Femminicidio a Piano di Sorrento: chiesta la conferma dell’ergastolo per Salvatore Ferraiuolo
La Procura generale di Napoli ha richiesto la conferma della condanna all’ergastolo per Salvatore Ferraiuolo, imputato per l’omicidio della sua ex compagna, Anna Scala, avvenuto il 17 agosto 2023 a Piano di Sorrento. La richiesta, formulata dal sostituto procuratore generale Carmine Esposito, giunge al termine della prima udienza del processo di secondo grado presso la Corte d’Assise d’Appello di Napoli.
Ferraiuolo è accusato di aver inflitto almeno 17 coltellate ad Anna, il cui corpo è stato successivamente rinvenuto all’interno della sua autovettura. L’efferato delitto ha suscitato un’ondata di indignazione e preoccupazione tra i cittadini della Costiera sorrentina, già duramente provati da una crescente diffusione della violenza di genere.
Secondo le indagini condotte dai carabinieri, il delitto è emerso in un contesto di conflittualità marcata tra i due ex partner. “La vicenda, raccontata inizialmente da www.cronachedellacampania.it,” evidenzia le tensioni che accompagnavano la relazione conclusa, segnando un’accelerazione drammatica culminata con l’omicidio.
Ferraiuolo fu arrestato immediatamente dopo il delitto, avviando un procedimento penale che si concluse con una condanna all’ergastolo nel giugno 2025 da parte della Corte d’Assise di Napoli. I giudici, riconoscendo la gravità della violenza, ritennero adeguata la massima pena prevista dall’ordinamento.

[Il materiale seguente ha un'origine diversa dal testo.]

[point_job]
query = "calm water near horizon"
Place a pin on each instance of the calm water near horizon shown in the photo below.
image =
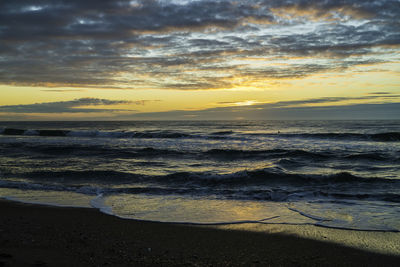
(341, 174)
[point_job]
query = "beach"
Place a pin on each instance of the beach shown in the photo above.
(35, 235)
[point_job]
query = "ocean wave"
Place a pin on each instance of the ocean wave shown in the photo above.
(242, 193)
(268, 176)
(112, 151)
(377, 137)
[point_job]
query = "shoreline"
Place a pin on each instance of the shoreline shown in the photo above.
(38, 235)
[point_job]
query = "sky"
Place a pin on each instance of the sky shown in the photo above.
(199, 59)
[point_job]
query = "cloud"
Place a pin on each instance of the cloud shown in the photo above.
(332, 108)
(187, 45)
(73, 106)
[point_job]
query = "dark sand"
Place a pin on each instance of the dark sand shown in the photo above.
(33, 235)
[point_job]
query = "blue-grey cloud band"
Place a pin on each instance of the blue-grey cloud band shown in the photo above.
(147, 44)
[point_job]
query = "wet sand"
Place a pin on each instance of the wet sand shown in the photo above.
(34, 235)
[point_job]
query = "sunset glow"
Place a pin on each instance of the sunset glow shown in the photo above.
(153, 57)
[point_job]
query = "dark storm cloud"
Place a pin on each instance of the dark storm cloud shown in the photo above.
(143, 44)
(72, 106)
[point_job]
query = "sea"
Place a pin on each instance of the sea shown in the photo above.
(335, 174)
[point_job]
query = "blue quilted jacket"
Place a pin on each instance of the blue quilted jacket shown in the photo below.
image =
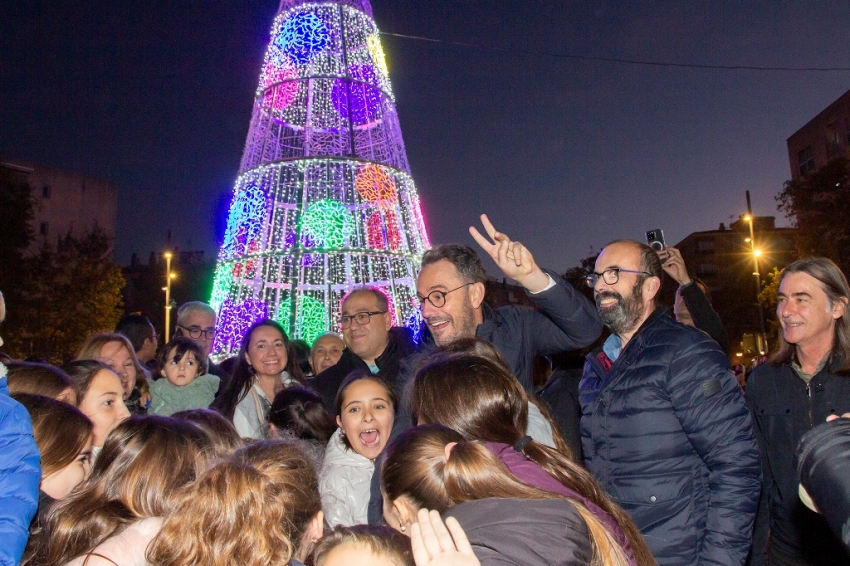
(20, 475)
(666, 433)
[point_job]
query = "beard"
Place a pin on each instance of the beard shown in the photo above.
(626, 313)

Durante l’udienza, ha preso la parola anche Maria Svato, figlia della vittima, accompagnata dal suo avvocato, Salvatore Esposito. Dallo scorso processo, Ferraiuolo ha reiterato le sue scuse ai familiari di Anna, parole che, tuttavia, non possono affievolire il dolore per una vita spezzata.

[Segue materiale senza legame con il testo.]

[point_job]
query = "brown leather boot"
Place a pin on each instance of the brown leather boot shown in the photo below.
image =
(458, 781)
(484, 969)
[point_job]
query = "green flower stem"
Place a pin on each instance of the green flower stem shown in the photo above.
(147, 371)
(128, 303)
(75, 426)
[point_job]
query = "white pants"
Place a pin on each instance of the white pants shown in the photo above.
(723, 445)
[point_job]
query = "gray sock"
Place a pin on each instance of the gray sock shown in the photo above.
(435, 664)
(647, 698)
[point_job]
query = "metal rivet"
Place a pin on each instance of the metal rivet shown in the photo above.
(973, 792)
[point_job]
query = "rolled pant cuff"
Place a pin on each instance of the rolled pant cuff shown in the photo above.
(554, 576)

La Corte ha rinviato la discussione al 15 settembre, data nella quale si attende la presenza della difesa, e può darsi che venga emessa una sentenza definitiva che stabilisca se confermare l’ergastolo già inflitto in primo grado.
Il caso di Anna Scala non è un fatto isolato; rappresenta un grido di allerta per la nostra società, che si interroga sulla sicurezza e sulla protezione delle donne. La domanda, a questo punto, è inevitabile: come si può evitare che tragedie simili si ripetano? I cittadini di Piano di Sorrento e le istituzioni locali sono chiamati a riflettere e a cercare risposte efficaci.